I have a rather large line of fine scratches on my windscreen which was obviously due to something being caught on the wiper blade as it runs in the wiper direction. I have heard rumours that toothpaste can help massively improve fine scratches on glass:doublesho

Has anyone ever tried or heard of this method? I know it sounds a bit strange as if it does work then it surely can't be doing our teeth any good

If not, can anyone recommend a cheap way of removing scratches rather than pay an excess for a new screen

Cheers:thumb:


----------



## Strothow

AG glass polish seemed to do good on mine


----------



## PaulN

Tooth paste has worked on slight staining on glass before but to be honest it wont remove scratches however light.

Theres kits around for light-ish scratches but if you cn feel it with your nail you might be in trouble.

Cheers

PaulN


----------



## mxb74

My old dad keeps going on about using toothpaste on the screen as it doesnt contain silicone, and wont smear when wipers run over it.....!

I tested this, after the other half cleaned my screen with wonderglass polish.... I dont think she worked it right, driving in the rain I couldnt see a thing with the wipers on was terrible..... 

So stopped at tesco, and picked up some value toothpaste.... 

Didnt really do much, made the car smell of mint, got some looks from passers by as i was spreading toothpaste over my car...... I rolledd my tounge around and put on a really thick laugh..... Duuuhhhhh haha you get the idea....

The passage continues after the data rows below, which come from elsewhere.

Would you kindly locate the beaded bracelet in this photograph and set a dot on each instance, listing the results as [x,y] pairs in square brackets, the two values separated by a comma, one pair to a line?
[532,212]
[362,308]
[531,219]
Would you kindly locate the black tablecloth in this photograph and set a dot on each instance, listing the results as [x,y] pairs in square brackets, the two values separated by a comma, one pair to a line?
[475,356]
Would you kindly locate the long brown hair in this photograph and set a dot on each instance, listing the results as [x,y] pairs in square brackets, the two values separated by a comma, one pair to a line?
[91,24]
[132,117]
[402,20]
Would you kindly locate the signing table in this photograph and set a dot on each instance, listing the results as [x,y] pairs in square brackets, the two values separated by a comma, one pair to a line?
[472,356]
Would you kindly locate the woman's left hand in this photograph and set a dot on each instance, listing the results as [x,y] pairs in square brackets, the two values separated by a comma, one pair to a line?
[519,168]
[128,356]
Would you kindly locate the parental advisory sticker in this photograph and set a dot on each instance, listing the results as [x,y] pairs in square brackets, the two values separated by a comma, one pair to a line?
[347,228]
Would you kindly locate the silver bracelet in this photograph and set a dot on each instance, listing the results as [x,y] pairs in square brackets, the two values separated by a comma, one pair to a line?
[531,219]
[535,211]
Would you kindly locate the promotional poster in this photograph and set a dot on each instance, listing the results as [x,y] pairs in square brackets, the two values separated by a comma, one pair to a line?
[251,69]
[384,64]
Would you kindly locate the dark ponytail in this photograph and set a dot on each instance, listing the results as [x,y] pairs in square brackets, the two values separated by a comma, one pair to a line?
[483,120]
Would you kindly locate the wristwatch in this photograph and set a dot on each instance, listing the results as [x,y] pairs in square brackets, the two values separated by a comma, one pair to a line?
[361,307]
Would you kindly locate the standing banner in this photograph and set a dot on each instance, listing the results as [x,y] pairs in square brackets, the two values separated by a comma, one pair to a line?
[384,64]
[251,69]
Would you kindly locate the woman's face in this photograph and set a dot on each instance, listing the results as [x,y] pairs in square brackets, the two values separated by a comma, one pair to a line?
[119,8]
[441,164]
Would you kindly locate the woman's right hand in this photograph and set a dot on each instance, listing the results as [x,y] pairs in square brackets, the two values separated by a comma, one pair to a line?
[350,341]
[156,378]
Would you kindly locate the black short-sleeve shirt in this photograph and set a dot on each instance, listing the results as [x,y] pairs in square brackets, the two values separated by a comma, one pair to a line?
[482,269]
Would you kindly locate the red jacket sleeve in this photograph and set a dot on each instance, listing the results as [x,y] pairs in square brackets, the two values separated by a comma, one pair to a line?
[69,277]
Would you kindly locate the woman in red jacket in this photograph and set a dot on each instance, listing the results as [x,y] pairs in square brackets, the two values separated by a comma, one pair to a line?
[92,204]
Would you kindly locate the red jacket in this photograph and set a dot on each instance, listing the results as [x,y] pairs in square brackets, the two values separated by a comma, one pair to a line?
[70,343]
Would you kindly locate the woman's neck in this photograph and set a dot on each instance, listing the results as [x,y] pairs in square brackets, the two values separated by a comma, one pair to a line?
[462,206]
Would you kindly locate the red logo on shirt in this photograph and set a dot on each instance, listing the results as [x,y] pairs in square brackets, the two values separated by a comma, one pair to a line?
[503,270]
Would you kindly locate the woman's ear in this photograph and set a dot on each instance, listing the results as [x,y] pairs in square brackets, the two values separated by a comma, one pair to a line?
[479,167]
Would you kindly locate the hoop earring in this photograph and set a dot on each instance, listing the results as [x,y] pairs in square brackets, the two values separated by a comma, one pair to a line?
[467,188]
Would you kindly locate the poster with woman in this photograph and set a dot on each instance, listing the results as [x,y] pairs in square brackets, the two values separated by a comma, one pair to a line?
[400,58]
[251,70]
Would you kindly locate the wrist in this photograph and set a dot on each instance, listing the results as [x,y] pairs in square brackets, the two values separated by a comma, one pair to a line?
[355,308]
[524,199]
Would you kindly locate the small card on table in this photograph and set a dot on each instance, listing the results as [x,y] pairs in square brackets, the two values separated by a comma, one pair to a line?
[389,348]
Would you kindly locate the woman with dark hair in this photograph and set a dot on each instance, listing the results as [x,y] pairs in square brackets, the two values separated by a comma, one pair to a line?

Perhaps colgate would have worked better....

I think you can pick up some better products than toothpaste... but then, for 10p, try it.......


----------



## Planet Man

I think the Arm & Hammer stuff would be better as it has more abrasive in it for very light surface marks but you would need our Glass Scratch Remover to get anything worse removed:thumb:


----------



## moliver

AG glass polish for me


----------



## SteveOC

Not heard the one about using toothpaste on glass, as has been said it is pretty hard stuff, and I imagine much harder than tooth enamel. Some people, myself included,used to use it on the inside of diving masks to prevent them steaming up - although more recently I had heard of folks using a flame to heat the glass but not been brave enough to try it myself. Of course this is tempered and not laminated glass and I am not trying it on either!

Anyway, I digress.

DaveKG did a write up on glass polishing in this thread :

http://www.detailingworld.co.uk/forum/showthread.php?t=130113

Steve O.


----------



## Herby

Thanks for the feedback guys:thumb:


----------